Magda nasceu quatro minutos antes e se apropriou inteiramente do papel de irmã mais velha. Nos ardores da juventude, era ela quem deliberava quais rapazes as cortejariam. Tinham que ser gêmeos, como elas. Deviam ser também bem-nascidos, bem-educados e bem aparentados. Tais exigências tornavam qualquer namoro quase impossível. Apenas uma vez encontraram um par de irmãos que correspondia aos pré-requisitos, mas, para desespero de Marta, a irmã declarou que tinham mal hálito. Marta passou dias deitada na cama, chorando o amor não realizado e entrevendo a existência solitária que levaria à sombra da irmã tirana.  Magda não se comoveu. A caçula era uma sonhadora incorrigível, cabia a ela protege-la dos sobressaltos de seu coração lunático. Aquele descabimento acabaria passando, como de fato passou. Ao cabo de duas semanas Marta saía do quarto, pronta para acatar as decisões de Magda.
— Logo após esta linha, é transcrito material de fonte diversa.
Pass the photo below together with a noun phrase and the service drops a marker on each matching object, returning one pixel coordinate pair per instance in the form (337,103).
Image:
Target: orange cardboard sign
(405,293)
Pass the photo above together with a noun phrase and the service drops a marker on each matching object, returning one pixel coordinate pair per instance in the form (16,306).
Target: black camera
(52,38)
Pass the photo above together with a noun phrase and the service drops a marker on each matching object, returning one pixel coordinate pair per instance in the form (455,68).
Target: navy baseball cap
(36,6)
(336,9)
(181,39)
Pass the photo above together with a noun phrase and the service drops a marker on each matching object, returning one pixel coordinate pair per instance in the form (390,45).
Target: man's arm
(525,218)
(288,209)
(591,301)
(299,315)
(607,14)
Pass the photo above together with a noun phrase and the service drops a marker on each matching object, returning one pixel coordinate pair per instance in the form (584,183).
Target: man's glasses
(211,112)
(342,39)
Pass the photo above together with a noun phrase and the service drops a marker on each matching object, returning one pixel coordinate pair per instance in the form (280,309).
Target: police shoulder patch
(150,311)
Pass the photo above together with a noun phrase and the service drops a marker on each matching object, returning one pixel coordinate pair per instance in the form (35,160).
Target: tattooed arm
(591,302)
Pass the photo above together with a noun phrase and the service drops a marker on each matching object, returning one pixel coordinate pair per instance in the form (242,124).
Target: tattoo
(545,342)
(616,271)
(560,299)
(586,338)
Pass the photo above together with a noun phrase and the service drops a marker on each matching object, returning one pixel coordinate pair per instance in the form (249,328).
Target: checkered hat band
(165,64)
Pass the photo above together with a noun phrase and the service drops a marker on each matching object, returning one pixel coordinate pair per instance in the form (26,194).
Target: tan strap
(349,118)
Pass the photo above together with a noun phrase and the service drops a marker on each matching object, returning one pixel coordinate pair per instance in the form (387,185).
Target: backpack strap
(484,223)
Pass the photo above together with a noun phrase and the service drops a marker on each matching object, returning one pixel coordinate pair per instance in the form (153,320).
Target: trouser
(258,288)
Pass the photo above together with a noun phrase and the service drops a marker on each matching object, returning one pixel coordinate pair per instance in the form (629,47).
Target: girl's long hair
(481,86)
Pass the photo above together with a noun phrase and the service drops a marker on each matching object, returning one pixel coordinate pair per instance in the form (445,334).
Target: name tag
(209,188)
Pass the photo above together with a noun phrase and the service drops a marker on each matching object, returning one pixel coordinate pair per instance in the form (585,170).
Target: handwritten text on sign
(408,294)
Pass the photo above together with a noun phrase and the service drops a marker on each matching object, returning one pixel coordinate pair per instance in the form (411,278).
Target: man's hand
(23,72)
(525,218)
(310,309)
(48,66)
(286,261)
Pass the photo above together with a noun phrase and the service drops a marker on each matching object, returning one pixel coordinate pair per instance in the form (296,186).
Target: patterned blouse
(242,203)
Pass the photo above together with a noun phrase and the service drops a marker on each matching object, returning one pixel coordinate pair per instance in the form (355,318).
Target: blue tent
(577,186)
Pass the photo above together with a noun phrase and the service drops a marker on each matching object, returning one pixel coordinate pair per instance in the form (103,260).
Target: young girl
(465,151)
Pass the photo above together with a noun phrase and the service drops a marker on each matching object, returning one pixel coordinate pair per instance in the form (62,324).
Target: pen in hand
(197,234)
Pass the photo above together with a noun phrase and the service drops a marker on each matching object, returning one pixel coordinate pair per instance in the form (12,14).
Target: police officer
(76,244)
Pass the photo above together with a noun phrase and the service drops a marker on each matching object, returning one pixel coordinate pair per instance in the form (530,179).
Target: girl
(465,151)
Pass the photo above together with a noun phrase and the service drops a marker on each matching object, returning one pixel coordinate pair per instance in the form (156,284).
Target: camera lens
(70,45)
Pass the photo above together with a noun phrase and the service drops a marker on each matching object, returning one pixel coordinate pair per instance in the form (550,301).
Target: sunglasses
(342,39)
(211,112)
De pé no ônibus, voltando para casa, Marta olhou para Magda e pela primeira vez a estranhou. Tinham a mesma altura, a mesma fisionomia, os mesmos cabelos recém-tingidos. Usavam a mesma blusa de algodão bege, a mesma calça de linho marrom, os mesmos sapatos encerados. A bolsa, também idêntica, estava dependurada no ombro direito de cada uma. Com a outra mão carregavam um saco de papel pardo, dentro de cada qual jazia o mesmo shampoo francês recomendado pelo cabelereiro. Cópia conforme de Magda da cabeça aos pés, Marta foi invadida pela convicção de que não cabia mais naquele modelo. Sentiu os olhares dos outros passageiros sobre elas e quis gritar: “Não se enganem, eu não sou ela, sou outra. Meus cabelos não são ruivo escuro, são vermelho fogo. Esses sapatos masculinos não correspondem à minha sensualidade”. Uma bola se formou no seu peito e subiu até a garganta, um calafrio lhe percorreu a espinha, suas mãos suaram frio. Então teve certeza: era agora ou nunca. Seria sensato, aos sessenta e três anos de idade, se libertar do jugo da irmã? Ainda haveria tempo para a leveza, ou até para o amor? Saberia escolher as próprias roupas todos os dias? Teria forças para decidir quem era todas as manhãs? 


A cabeça de Marta turbilhonava com estas indagações quando um grande impacto as projetou para a frente e para trás. Abriu as pálpebras com esforço e viu um riozinho vermelho vivo, da cor que imaginara para seus cabelos, fluindo do assento onde estavam até o corredor. Não saberia dizer se o riozinho se originava do seu corpo ou do corpo de Magda. Talvez viesse dos dois. Uma poça de sangue se formou no chão do ônibus. Marta a observou borbulhar com o cinza escuro da culpa. Aos poucos as borbulhas se acalmaram, deixando a poça com o aspecto de um lago sereno. Foi entao que, incrédula, Marta assistiu ao brotar de um cabo verde vivo, bem ali, no centro da poça de sangue, e ao desabrochou de uma magnífica flor de pétalas rubras.  

Comentários

Albir disse…
Essas amarras de toda a vida são difíceis de romper, mas nunca é tarde.
Carla Dias disse…
Essas conexões profundamente complexas, que não deixam espaço para uma olhadela de fora pra dentro, até que algo intenso aconteça. E se não acontece, a vida segue, desbotada.
Paulo Barguil disse…
O direito de ser quem se deseja. Um sonho acalentado por muitos e realizado por poucos. Ótimas reflexões, Alfonsina.